All God's Children
When I was in my early teens the grandmother of a good friend told me that it would have been better if I had never been born. She explained her opinion by saying that my birth had been too hard on my mother. Since I came so fast that I was almost born in a taxicab, I knew that the actual birth wasn't the issue. And I wasn't a bad kid. So I assume that raising a baby when you are past forty was what she was referring to.
It's all, as they say, "water under the bridge." But I guess the recent discussion about post-birth abortions ("infanticide" to most of us) was what got me thinking about that long ago incident with my friend's grandmother. The "logic" to post-birth abortions is that if a baby is deemed to present a hardship to the family, its death is therefore justifiable. I'm sure glad my mother and father didn't consider me a hardship, and therefore disposable, because I came late in their lives!
Sadly, recent news about the Planned Parenthood scandals, the move to consider post-birth "abortions," and Health Canada's approval of the RU-486 drug, has not raised as much ire as the hunting down of Cecil the lion by an American dentist! As much as I object to the death of the lion (I think the hunter should be fed to Cecil's family!) we need to focus on an even bigger issue—there is something wrong with a society that has no problem with murdering kids. The critical question is, who gave us the right to destroy what doesn't belong to us?
God told Jeremiah: "Before I formed you in the womb I knew you, before you were born I set you apart; I appointed you as a prophet to the nations" (Jeremiah 1:5). Think about that for a moment. It is God who brings the pieces together to form a child in a woman's womb. But even before He does that He already knows all about that child. Before that child is born God has designed a purpose for his or her life. David writes: "For you created my inmost being; you knit me together in my mother's womb. I praise you because I am fearfully and wonderfully made; your works are wonderful, I know that full well.

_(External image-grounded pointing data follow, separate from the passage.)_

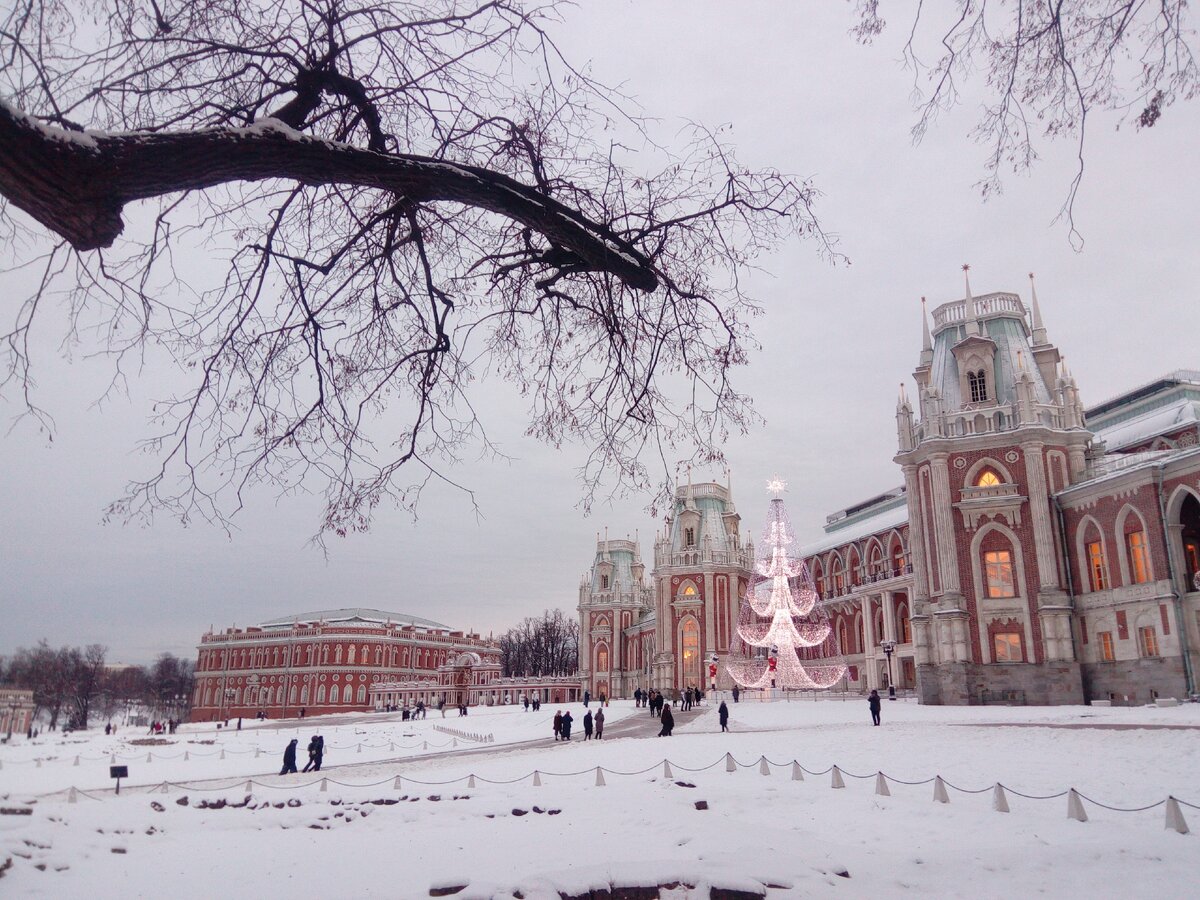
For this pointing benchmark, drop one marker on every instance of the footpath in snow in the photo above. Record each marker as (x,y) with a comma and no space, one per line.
(523,816)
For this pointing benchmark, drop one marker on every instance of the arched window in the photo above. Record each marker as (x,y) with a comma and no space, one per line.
(977,383)
(997,573)
(988,478)
(904,624)
(690,647)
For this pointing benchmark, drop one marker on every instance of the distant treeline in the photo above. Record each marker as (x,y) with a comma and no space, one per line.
(73,685)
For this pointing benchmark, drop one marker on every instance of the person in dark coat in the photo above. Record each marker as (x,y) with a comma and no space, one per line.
(312,754)
(289,759)
(321,753)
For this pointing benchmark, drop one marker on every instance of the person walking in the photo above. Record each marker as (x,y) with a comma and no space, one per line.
(321,754)
(289,759)
(312,754)
(667,723)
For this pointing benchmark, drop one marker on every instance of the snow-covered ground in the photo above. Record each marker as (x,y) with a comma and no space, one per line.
(503,835)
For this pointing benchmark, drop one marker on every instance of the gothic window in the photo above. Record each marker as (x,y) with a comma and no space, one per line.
(1147,641)
(988,478)
(999,574)
(977,382)
(1139,558)
(1007,647)
(1096,571)
(690,646)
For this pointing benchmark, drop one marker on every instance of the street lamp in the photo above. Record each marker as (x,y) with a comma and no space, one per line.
(888,648)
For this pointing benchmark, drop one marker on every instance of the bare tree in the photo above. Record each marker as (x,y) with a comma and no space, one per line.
(403,198)
(1049,65)
(546,646)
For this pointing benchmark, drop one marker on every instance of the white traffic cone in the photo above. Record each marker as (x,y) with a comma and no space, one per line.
(1175,820)
(1075,807)
(940,795)
(999,799)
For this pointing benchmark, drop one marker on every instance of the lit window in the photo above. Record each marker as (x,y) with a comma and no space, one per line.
(1007,647)
(999,573)
(1096,570)
(1139,563)
(978,384)
(690,646)
(1147,641)
(988,479)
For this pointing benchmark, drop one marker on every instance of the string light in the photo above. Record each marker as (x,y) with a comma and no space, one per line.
(780,612)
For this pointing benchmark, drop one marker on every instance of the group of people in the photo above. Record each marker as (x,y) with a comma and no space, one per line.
(316,755)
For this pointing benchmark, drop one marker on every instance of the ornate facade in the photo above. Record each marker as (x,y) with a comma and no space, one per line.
(339,661)
(1036,552)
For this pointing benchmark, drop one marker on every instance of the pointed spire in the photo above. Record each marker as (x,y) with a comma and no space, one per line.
(969,311)
(1039,329)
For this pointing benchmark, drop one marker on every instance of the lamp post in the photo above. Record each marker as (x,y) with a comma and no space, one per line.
(888,648)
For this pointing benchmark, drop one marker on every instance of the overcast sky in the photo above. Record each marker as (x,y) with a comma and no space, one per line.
(801,96)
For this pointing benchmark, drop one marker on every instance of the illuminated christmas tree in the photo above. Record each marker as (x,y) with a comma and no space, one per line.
(780,617)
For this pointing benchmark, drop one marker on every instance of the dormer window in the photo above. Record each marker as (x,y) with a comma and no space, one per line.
(977,382)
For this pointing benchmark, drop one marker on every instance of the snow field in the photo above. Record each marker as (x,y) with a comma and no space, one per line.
(570,835)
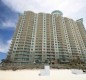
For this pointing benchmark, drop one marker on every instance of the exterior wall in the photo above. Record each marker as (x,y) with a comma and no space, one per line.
(47,37)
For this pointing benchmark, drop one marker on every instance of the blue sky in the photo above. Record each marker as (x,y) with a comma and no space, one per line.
(11,9)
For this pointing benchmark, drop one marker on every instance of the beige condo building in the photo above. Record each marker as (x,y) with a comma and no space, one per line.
(44,37)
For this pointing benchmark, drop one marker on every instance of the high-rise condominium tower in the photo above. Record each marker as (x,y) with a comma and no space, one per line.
(43,37)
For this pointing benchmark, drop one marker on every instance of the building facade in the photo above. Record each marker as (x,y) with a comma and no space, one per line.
(43,37)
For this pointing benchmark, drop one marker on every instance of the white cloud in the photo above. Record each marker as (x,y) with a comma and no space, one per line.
(70,8)
(7,24)
(4,46)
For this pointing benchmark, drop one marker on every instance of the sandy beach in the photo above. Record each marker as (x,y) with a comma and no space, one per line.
(55,74)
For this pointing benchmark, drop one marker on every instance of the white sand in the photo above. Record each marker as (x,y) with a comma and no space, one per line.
(55,74)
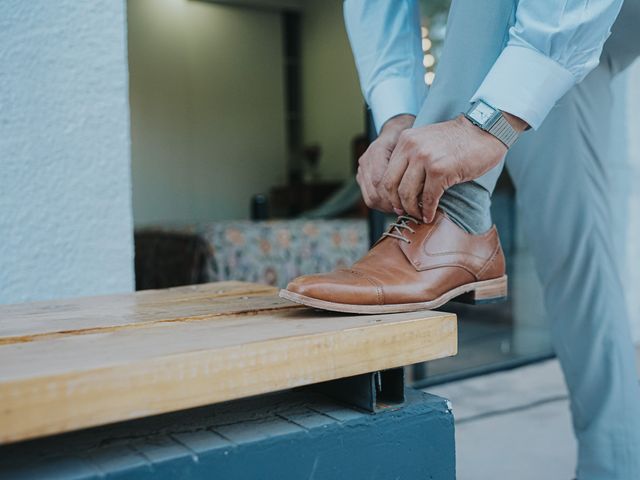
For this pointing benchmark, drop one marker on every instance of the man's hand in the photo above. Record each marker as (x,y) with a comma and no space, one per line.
(428,160)
(373,163)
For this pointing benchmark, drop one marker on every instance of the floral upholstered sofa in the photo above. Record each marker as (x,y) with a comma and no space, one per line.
(271,252)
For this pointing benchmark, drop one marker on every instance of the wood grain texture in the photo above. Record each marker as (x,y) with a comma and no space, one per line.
(72,364)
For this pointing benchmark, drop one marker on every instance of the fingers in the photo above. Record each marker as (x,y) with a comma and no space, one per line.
(363,188)
(392,178)
(433,190)
(410,190)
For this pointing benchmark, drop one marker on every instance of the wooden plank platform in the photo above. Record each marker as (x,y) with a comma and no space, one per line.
(71,364)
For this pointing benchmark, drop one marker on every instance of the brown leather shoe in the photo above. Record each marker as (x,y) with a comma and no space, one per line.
(414,266)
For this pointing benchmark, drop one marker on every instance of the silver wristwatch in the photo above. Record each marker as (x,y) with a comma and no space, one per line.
(491,120)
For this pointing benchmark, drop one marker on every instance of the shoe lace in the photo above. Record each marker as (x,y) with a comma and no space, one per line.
(396,229)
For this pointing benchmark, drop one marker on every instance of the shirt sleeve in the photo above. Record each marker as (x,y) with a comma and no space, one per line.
(551,47)
(386,43)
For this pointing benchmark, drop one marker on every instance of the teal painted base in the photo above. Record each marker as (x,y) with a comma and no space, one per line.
(290,435)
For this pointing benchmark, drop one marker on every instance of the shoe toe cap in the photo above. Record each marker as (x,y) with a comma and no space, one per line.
(339,287)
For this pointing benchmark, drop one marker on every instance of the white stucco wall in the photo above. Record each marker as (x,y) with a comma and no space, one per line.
(65,201)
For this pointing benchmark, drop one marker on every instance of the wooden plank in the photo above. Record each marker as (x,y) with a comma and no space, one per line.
(148,353)
(23,322)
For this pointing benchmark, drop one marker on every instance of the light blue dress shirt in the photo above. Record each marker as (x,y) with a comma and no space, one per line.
(551,47)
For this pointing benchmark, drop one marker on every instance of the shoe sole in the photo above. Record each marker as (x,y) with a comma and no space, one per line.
(475,293)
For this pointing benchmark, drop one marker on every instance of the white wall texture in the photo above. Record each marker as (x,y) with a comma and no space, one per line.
(65,209)
(207,109)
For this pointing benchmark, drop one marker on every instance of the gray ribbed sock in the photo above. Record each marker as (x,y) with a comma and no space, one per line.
(468,205)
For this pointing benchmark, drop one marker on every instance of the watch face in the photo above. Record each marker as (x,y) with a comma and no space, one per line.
(482,112)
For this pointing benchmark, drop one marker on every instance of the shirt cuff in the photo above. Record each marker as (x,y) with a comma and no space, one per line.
(525,83)
(392,97)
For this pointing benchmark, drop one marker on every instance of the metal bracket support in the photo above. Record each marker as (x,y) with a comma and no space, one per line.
(373,391)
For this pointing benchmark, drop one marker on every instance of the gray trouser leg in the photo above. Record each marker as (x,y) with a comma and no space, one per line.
(467,56)
(560,174)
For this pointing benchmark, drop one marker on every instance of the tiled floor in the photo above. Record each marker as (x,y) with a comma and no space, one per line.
(513,425)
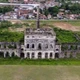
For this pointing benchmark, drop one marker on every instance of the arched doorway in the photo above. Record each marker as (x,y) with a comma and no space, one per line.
(39,55)
(22,55)
(7,54)
(1,54)
(56,55)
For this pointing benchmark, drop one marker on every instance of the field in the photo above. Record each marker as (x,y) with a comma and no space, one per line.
(33,72)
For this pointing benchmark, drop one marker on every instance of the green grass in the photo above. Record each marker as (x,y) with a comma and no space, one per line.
(33,72)
(17,61)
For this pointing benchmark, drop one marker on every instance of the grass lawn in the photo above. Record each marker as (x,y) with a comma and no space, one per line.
(33,72)
(17,61)
(75,23)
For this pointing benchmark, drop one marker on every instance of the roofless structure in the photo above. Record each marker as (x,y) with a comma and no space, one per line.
(39,43)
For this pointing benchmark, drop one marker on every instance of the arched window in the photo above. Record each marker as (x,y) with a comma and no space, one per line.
(1,54)
(46,46)
(32,55)
(7,54)
(39,55)
(56,55)
(13,54)
(28,55)
(51,45)
(22,55)
(27,45)
(39,47)
(51,55)
(32,45)
(46,55)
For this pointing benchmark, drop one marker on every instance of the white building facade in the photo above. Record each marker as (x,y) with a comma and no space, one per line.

My frame was not hidden from you when I was made in the secret place. When I was woven together in the depths of the earth, your eyes saw my unformed body. All the days ordained for me were written in your book before one of them came to be" (Psalm 139:13-16).
Though a woman is the host of that child, she is not the creator of that child. She is not its origin. God is. And to God alone belongs the right to determine the future of what He has created.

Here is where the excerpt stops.